Dienstag, 07.04.2026 06:21 Uhr

Candidacy of classical Neapolitan song as a World Heritage

Verantwortlicher Autor: Carlo Marino Rome, 31.03.2026, 11:39 Uhr
Nachricht/Bericht: +++ Kunst, Kultur und Musik +++ Bericht 1941x gelesen

Rome [ENA] On March 30, 2026, the Teatro Sala Umberto hosted an event to support the candidacy of classical Neapolitan song as a World Heritage Site. The initiative, titled "Era de Maggio," saw a royal audience enjoy the excellent direction and screenplay by Stefano Reali, with performances by Clotilde Sabatino and Leandro Amato. The evening retraced a journey through two centuries of Neapolitan music, beginning with

the popular origins of the first songs, born in the alleys of Naples, where fishermen, washerwomen, and street vendors sang to while away the days and pass on stories of everyday life. It begins with a single, aching note. A violinist on a dimly lit street in Spanish Quarter, his sheet music stained by sea salt. Before the first verse is even sung, you feel it: that peculiar, paradoxical weight of lightness known only to this city. This is the raw material of the Canzone Napoletana—a genre that, for over two centuries, has acted less as a musical export and more as an auditory embassy for the Italian soul.

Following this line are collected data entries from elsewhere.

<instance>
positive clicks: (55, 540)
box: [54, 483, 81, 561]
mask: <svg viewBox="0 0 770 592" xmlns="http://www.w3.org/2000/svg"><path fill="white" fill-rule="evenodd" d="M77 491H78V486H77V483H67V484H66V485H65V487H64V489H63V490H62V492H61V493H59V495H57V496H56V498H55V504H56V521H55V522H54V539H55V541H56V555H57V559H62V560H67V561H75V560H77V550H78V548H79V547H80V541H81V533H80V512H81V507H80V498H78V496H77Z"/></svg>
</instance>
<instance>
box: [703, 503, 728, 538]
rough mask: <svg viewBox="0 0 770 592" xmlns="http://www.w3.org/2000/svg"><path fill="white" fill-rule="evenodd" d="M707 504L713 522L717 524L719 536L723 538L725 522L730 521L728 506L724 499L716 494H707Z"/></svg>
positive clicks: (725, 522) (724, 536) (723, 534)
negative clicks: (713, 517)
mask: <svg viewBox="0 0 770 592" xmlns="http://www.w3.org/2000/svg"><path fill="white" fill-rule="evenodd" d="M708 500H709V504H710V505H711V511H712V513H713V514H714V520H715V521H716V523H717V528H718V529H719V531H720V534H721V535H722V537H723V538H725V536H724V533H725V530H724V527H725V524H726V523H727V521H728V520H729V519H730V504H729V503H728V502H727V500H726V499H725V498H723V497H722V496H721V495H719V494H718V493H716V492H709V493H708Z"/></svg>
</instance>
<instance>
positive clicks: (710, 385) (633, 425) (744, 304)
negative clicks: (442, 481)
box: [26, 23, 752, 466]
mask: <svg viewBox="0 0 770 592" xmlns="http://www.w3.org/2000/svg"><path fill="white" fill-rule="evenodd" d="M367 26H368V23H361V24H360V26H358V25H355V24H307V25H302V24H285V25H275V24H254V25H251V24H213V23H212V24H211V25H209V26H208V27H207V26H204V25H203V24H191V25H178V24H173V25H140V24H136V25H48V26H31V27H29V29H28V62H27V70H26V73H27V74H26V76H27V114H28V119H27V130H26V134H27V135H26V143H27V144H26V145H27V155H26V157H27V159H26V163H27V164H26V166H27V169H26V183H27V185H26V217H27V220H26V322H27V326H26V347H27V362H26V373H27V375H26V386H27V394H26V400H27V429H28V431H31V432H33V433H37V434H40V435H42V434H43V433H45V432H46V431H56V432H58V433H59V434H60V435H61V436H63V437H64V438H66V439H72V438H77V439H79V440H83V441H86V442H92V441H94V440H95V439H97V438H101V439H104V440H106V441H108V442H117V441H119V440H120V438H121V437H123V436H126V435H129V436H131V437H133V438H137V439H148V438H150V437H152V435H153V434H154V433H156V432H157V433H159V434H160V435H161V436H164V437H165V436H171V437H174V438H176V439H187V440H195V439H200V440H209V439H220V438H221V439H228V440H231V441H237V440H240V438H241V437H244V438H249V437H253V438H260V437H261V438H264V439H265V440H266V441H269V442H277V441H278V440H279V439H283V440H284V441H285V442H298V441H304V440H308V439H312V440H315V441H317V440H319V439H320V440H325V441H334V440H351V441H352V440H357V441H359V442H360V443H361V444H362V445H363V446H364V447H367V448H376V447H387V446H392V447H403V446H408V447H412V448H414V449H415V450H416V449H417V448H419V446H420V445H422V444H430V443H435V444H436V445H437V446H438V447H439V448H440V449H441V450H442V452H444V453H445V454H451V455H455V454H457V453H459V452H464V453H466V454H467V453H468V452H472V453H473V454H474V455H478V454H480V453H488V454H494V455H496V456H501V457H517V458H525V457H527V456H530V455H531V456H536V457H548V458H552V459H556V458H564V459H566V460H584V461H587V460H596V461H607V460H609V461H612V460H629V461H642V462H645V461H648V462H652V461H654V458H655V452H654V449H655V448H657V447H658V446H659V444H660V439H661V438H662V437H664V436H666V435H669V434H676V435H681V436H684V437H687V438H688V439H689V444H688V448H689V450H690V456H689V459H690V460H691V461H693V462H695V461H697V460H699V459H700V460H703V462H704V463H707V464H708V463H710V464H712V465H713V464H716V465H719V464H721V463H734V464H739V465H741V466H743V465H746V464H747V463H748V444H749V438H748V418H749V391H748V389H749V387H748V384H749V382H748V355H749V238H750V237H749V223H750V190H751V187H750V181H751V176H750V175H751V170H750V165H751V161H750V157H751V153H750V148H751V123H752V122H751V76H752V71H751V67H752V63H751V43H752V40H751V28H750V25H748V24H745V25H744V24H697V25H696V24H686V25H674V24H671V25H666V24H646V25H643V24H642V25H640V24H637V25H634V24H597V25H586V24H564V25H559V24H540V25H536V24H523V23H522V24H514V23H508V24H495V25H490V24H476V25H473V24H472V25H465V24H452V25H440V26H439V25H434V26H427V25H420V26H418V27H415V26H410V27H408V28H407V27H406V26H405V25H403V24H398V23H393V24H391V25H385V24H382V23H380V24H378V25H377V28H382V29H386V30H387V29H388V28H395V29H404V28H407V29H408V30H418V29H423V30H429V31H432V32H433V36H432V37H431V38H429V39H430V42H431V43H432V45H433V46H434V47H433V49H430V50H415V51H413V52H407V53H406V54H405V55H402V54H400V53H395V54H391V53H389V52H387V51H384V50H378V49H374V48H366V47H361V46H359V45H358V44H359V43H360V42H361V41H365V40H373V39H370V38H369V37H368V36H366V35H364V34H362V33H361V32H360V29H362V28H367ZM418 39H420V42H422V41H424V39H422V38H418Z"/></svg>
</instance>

To understand the phenomenon, one must look past the cliché of the tourist slurping lemon sorbet at a Piazza del Gesù restaurant. The Neapolitan classics are not mere songs; they are sceneggiate—miniature tragedies set to music. Take ‘O Sole Mio (1925). Written by Giovanni Capurro and Eduardo di Capua, it is arguably the most covered melody in human history. Yet ask any Neapolitan, and they will tell you it is not a love song to the sun, but a song of desperate hope; a plea for the sun to return to a lover’s face, written by a man who died in poverty. That dichotomy—ecstatic melody married to desolate lyrics—is the secret code.

Then there is Core ’ngrato (1911). When tenor Enrico Caruso, an exile from Naples, sang it at the Metropolitan Opera in New York in 1920, Italian immigrants wept in the aisles. They were not crying for the fictional “Caterina.” They were crying for the alleyways of Forcella, for the smell of ragù, for the impossible distance from Vesuvius. Caruso understood this. He turned the Neapolitan song from a regional folk curiosity into the universal anthem of the diaspora. Back home, the relationship has always been more complicated. For much of the 20th century, the cultural elite of Northern Italy regarded the Neapolitan song with a mix of affection and embarrassment. They called it “melenso” (mawkish).

Yet, they could not escape it. During the Fascist era, the regime tried to suppress local dialects in favor of a standardized national language. The Neapolitan song, stubborn as the pummarola vine, refused to die. It survived in the voice of Roberto Murolo, the gentleman guitarist who, in the 1960s, recorded an encyclopedic anthology of the classics. He stripped away the operatic bombast and returned the songs to their acoustic, storytelling roots. It was a revolution of restraint. Today, that legacy pulses through the veins of contemporary artists like Pino Daniele, who fused the ancient dialect with blues and world music, and the current phenomenon of Geolier, a rapper who fills the San Siro stadium in Milan while singing entirely

in Neapolitan. The dialect is no longer “regional”; it is a brand of authenticity. Unlike French chanson or German Lied, the Neapolitan song has no rules of polite distance. It screams, it whispers, it begs. When Luciano Pavarotti sang Caruso he wasn’t singing about Naples. He was singing about the fragility of the male ego, about dying, about love. That is universal. On YouTube, a 1958 recording of Renato Carosone’s Tu vuò fà l’americano (You wanna be american) has been remixed into electro-swing and played in Tokyo nightclubs. In Russia “Funiculì funiculà” is a staple of military bands. In Argentina, where a massive Italian migration occurred, you are as likely to hear “Torna a Surriento” at a wedding as you are a tango.

Walking home through the Spaccanapoli district, it’s possible to see a teenager busking with a smartphone connected to a portable amplifier. He is not singing ‘O Sole Mio. He is singing a trap version of Reginella, a 1917 classic by Libero Bovio. The tourists stop to film; the old women nod from their balconies. This is the enduring miracle of the Neapolitan song. It has survived unification, war, television, and the internet. It has been called vulgar and sublime, often in the same breath. It does not ask for your permission. It simply asks, as the poet Salvatore Di Giacomo once wrote: “Lassate passa’ a musica” —Let the music pass.